I am going to post up some basic data from my worksheets, writeups to follow later.

 

Te8AiCs.png

 

XM12 Donward Main Battle Tank

 

Crew: 4

Curb weight: 43.1 t

Gross weight: 45.3 t

 

Armament:

100x685R L/52 rifled gun firing APCBC, HE, and APCR

53 rounds capacity, +25/-10 elevation

20x140mm coaxial autocannon firing APHE, HEI, and APDS

7.62mm M240 coaxial machine gun

.50 caliber M2 machine gun

7.62mm coaxial machine gun

 

Hull armor:

Upper glacis - 4.4" at 28 degrees - 239mm LOS (slightly elliptical)

Lower glacis - 3" at 44.6 degrees - 108mm LOS

Side - 2" at 15 degrees, plus 1"side skirts - 78.4mm LOS (spaced)


Turret armor:

0 degree: 512mm at forehead, 240mm at nose, 186mm above ring

15 degrees: 502mm at forehead, 220mm at nose, 167mm above ring, 339mm sides

30 degrees: 358mm at forehead, 200mm at nose, 147mm above ring, 175mm sides

45 degrees: 262mm at forehead, 154mm at nose, 136mm above ring, 124mm sides

 

Powerplant:

750 hp air-cooled turbocharged V12 diesel, 29.4 L displacement, cross-drive transmission

16.6 hp/t

 

 

 

rbTZqRz.png

 

XM13E4 Sandy Airdroppable Reconnaissance Vehicle

 

Crew: 3

Curb weight: 12.9 t

Gross weight: 13.9 t

 

Armament:

85x640mmR rifled gun firing APCBC, HE, and APCR

34 rounds capacity, +25/-5 elevation

.50 caliber M2 machine gun

7.62mm coaxial machine gun

 

Hull armor:

Upper glacis - 20mm at 5 degrees, 35mm at 35 degrees (aluminum)

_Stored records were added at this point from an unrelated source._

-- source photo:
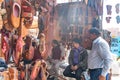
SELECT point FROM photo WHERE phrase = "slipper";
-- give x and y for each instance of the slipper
(16, 13)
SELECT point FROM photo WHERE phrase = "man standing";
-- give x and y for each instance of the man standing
(99, 59)
(77, 60)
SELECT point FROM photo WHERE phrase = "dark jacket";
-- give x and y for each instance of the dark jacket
(83, 56)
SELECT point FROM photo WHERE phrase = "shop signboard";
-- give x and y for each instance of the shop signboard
(115, 45)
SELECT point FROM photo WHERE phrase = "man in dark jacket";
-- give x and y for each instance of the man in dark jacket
(77, 60)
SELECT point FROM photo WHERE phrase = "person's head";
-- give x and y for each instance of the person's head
(94, 33)
(76, 42)
(55, 43)
(42, 36)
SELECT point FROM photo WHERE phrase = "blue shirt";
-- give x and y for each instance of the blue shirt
(100, 56)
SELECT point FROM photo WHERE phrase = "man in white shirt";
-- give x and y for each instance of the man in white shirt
(99, 59)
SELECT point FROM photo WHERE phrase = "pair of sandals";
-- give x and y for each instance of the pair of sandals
(15, 12)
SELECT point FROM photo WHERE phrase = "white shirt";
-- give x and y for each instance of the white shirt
(100, 56)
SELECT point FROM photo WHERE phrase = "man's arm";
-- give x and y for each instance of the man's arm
(83, 63)
(105, 54)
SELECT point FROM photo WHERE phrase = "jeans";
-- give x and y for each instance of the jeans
(74, 74)
(95, 73)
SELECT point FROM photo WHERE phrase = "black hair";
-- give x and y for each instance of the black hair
(95, 31)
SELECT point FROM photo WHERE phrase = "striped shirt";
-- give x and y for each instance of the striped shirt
(100, 56)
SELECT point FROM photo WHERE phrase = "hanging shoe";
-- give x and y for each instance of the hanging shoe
(16, 13)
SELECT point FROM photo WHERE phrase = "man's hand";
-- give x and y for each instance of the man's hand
(74, 67)
(101, 77)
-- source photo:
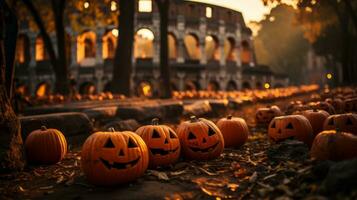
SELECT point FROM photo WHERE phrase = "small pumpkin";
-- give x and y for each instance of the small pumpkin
(162, 142)
(234, 130)
(45, 146)
(344, 122)
(110, 158)
(291, 126)
(200, 139)
(316, 119)
(264, 116)
(334, 145)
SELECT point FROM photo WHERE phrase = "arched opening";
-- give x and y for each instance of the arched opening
(213, 86)
(245, 53)
(230, 49)
(86, 47)
(22, 49)
(87, 88)
(232, 86)
(109, 45)
(192, 47)
(41, 53)
(144, 44)
(43, 89)
(246, 85)
(172, 46)
(212, 48)
(145, 89)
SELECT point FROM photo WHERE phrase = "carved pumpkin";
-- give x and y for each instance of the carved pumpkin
(162, 142)
(316, 119)
(334, 145)
(264, 116)
(200, 139)
(234, 130)
(109, 158)
(291, 126)
(344, 122)
(45, 146)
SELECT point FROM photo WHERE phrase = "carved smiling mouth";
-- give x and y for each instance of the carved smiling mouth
(205, 150)
(162, 152)
(118, 165)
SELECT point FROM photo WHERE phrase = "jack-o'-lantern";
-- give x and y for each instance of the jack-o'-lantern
(234, 130)
(334, 145)
(316, 119)
(264, 116)
(291, 127)
(344, 122)
(45, 146)
(200, 139)
(110, 158)
(351, 105)
(162, 142)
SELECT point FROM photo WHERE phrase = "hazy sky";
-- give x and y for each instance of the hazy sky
(253, 10)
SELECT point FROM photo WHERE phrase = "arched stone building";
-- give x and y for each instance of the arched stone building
(210, 47)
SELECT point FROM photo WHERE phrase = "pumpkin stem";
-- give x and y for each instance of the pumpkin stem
(193, 118)
(155, 121)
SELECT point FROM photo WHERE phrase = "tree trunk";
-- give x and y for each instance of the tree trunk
(59, 68)
(165, 76)
(122, 64)
(11, 145)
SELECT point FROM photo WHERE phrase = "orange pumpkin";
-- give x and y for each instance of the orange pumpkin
(344, 122)
(316, 119)
(291, 126)
(110, 158)
(45, 146)
(162, 142)
(334, 145)
(264, 116)
(200, 139)
(234, 130)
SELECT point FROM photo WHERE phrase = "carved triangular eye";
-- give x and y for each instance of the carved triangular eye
(131, 143)
(191, 136)
(109, 144)
(289, 126)
(172, 135)
(349, 122)
(211, 131)
(331, 122)
(155, 134)
(273, 125)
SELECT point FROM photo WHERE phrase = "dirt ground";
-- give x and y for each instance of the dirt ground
(257, 170)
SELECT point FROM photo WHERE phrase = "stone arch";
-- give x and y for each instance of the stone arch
(87, 88)
(192, 46)
(23, 49)
(212, 47)
(144, 44)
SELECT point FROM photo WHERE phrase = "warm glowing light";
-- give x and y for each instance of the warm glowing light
(115, 32)
(208, 12)
(329, 76)
(266, 85)
(145, 6)
(113, 6)
(86, 4)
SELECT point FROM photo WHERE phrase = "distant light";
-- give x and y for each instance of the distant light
(266, 85)
(208, 12)
(329, 76)
(113, 6)
(115, 32)
(86, 4)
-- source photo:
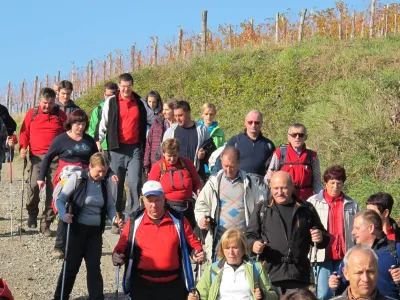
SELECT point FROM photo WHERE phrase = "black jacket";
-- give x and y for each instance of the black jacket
(113, 117)
(8, 120)
(285, 259)
(78, 198)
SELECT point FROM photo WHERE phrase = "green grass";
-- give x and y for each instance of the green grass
(347, 93)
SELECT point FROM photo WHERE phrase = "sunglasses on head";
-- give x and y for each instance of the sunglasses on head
(300, 135)
(253, 122)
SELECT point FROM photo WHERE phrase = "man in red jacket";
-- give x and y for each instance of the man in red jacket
(41, 125)
(299, 161)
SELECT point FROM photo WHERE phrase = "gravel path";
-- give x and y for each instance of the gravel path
(27, 264)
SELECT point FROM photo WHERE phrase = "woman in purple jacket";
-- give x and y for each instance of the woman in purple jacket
(153, 143)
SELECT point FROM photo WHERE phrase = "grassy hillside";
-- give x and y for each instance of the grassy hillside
(347, 94)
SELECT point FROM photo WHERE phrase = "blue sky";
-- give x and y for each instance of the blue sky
(40, 37)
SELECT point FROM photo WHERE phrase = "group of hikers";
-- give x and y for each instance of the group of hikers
(199, 217)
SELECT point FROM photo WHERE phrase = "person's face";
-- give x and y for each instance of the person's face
(108, 93)
(362, 273)
(384, 215)
(98, 172)
(208, 116)
(297, 137)
(334, 187)
(64, 95)
(171, 158)
(362, 232)
(233, 254)
(253, 123)
(125, 88)
(182, 117)
(78, 128)
(168, 112)
(281, 190)
(152, 102)
(230, 165)
(47, 104)
(154, 205)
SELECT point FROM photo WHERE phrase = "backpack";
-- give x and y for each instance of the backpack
(216, 268)
(282, 160)
(65, 173)
(55, 112)
(163, 170)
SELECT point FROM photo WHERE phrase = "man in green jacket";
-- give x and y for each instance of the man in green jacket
(110, 89)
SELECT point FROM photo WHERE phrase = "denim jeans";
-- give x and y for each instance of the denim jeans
(325, 269)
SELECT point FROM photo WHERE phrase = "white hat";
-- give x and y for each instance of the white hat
(152, 188)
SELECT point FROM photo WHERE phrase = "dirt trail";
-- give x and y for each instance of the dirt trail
(27, 265)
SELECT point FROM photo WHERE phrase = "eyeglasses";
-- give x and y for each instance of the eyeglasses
(256, 123)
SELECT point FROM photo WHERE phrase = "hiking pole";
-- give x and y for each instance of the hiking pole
(66, 252)
(11, 200)
(334, 290)
(315, 265)
(22, 196)
(396, 282)
(118, 267)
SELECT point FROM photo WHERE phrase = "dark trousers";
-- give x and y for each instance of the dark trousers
(32, 204)
(143, 289)
(127, 163)
(285, 287)
(85, 242)
(61, 236)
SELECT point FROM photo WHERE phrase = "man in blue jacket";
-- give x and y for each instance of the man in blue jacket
(368, 231)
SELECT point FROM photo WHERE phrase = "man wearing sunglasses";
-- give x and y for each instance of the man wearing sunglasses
(255, 149)
(301, 163)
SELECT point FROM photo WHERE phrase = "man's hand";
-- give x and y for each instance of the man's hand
(204, 222)
(258, 247)
(68, 218)
(333, 282)
(201, 153)
(316, 235)
(22, 152)
(40, 184)
(99, 147)
(118, 259)
(258, 293)
(395, 273)
(199, 256)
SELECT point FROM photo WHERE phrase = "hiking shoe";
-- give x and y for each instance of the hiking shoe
(32, 222)
(58, 254)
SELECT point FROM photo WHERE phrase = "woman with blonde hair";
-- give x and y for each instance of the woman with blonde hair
(233, 276)
(84, 202)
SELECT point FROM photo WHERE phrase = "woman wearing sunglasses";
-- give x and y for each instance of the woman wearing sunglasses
(299, 161)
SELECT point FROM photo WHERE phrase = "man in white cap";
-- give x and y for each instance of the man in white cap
(149, 272)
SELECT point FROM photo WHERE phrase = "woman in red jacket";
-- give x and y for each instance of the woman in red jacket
(178, 177)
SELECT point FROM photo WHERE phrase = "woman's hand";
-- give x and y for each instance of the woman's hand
(258, 293)
(118, 259)
(68, 218)
(193, 296)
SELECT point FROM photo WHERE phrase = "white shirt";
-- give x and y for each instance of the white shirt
(234, 284)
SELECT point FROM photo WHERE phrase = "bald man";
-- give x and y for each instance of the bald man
(361, 270)
(226, 201)
(281, 231)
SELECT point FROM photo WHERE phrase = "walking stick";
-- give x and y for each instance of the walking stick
(66, 253)
(11, 199)
(118, 267)
(22, 196)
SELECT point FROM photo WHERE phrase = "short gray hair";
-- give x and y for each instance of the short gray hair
(359, 248)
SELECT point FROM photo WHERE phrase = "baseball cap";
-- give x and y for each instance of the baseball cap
(152, 188)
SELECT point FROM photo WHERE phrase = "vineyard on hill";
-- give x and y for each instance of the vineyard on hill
(284, 28)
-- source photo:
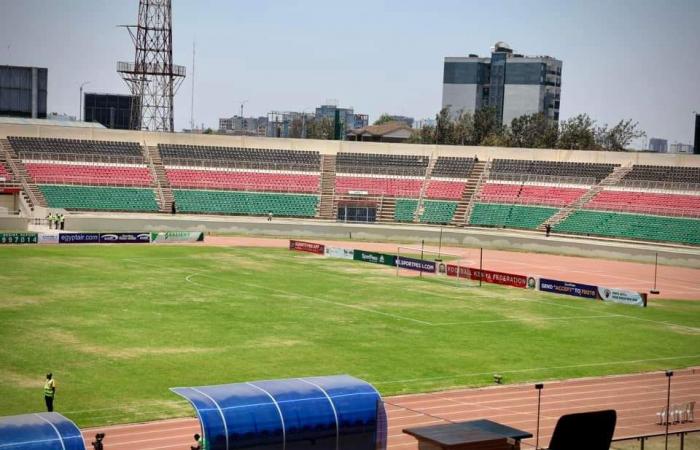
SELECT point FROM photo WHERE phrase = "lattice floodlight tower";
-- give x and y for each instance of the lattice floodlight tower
(152, 78)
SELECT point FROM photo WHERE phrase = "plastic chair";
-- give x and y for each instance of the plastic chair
(584, 431)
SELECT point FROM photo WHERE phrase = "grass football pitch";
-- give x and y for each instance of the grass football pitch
(119, 325)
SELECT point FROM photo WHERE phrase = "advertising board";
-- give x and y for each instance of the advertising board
(568, 288)
(310, 247)
(337, 252)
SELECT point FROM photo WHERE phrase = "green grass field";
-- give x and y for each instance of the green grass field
(119, 325)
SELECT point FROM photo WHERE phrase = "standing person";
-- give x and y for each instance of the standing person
(49, 391)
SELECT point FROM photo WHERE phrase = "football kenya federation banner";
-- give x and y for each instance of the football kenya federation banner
(623, 296)
(488, 276)
(177, 236)
(337, 252)
(310, 247)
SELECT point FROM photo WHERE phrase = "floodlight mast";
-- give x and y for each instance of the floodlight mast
(152, 78)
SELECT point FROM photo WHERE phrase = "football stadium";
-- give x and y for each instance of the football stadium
(189, 266)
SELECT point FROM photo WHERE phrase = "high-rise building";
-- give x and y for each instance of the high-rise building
(23, 91)
(658, 145)
(112, 110)
(511, 83)
(697, 134)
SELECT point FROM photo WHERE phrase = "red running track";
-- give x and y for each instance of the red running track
(636, 398)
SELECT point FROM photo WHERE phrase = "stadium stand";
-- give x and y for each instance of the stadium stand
(509, 216)
(632, 226)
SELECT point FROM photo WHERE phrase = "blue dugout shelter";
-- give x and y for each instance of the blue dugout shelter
(329, 413)
(40, 431)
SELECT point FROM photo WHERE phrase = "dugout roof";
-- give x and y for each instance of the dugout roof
(41, 431)
(332, 412)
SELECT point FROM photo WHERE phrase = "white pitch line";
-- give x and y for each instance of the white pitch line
(535, 369)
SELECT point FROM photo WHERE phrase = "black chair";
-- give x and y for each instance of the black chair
(584, 431)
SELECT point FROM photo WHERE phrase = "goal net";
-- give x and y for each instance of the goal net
(437, 265)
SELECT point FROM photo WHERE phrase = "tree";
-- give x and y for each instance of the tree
(577, 133)
(384, 118)
(533, 131)
(619, 137)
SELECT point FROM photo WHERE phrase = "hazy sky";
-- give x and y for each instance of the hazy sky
(635, 59)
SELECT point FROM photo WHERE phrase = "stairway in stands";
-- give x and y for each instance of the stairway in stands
(326, 207)
(30, 191)
(466, 203)
(164, 192)
(423, 188)
(617, 174)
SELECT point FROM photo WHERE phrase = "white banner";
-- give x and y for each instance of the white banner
(47, 238)
(177, 236)
(623, 296)
(337, 252)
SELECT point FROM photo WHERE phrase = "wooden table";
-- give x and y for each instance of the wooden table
(474, 435)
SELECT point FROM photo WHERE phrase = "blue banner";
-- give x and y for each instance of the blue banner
(125, 238)
(78, 238)
(420, 265)
(567, 288)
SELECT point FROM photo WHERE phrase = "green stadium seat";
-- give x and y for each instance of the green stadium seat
(99, 198)
(245, 203)
(632, 226)
(510, 216)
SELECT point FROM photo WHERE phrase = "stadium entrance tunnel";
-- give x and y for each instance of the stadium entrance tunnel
(333, 412)
(41, 431)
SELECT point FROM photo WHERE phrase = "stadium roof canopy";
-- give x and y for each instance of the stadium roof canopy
(41, 431)
(333, 412)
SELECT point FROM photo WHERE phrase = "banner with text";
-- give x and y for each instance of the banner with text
(420, 265)
(177, 236)
(310, 247)
(375, 258)
(18, 238)
(568, 288)
(337, 252)
(125, 238)
(623, 296)
(488, 276)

Lower glacis - 35mm at 33.5 degrees (aluminum

Side - 10mm all around (aluminum)

 

Turret armor

1" thick cupola walls (steel)

 

Powerplant:

305 hp turbocharged water-cooled V6 diesel, 7 L displacement, cross-drive hydrokinetic transmission

22.0 hp/t

 

 

 

M9zMa8I.png

 

XM13E6 Sandy Light Reconnaissance Vehicle

 

Crew: 4

Curb weight: 17.7 t

Gross weight: 18.6 t

 

Armament:

85x640mmR rifled gun firing APCBC, HE, and APCR

34 rounds capacity, +25/-10 elevation (-5 over tracks)

20x140mm coaxial autocannon firing APHE, HEI, and APDS

7.62mm M240 coaxial machine gun

.50 caliber M2 machine gun

7.62mm coaxial machine gun

 

Hull armor:

Upper glacis - 20mm at 5 degrees, 35mm at 35 degrees (aluminum)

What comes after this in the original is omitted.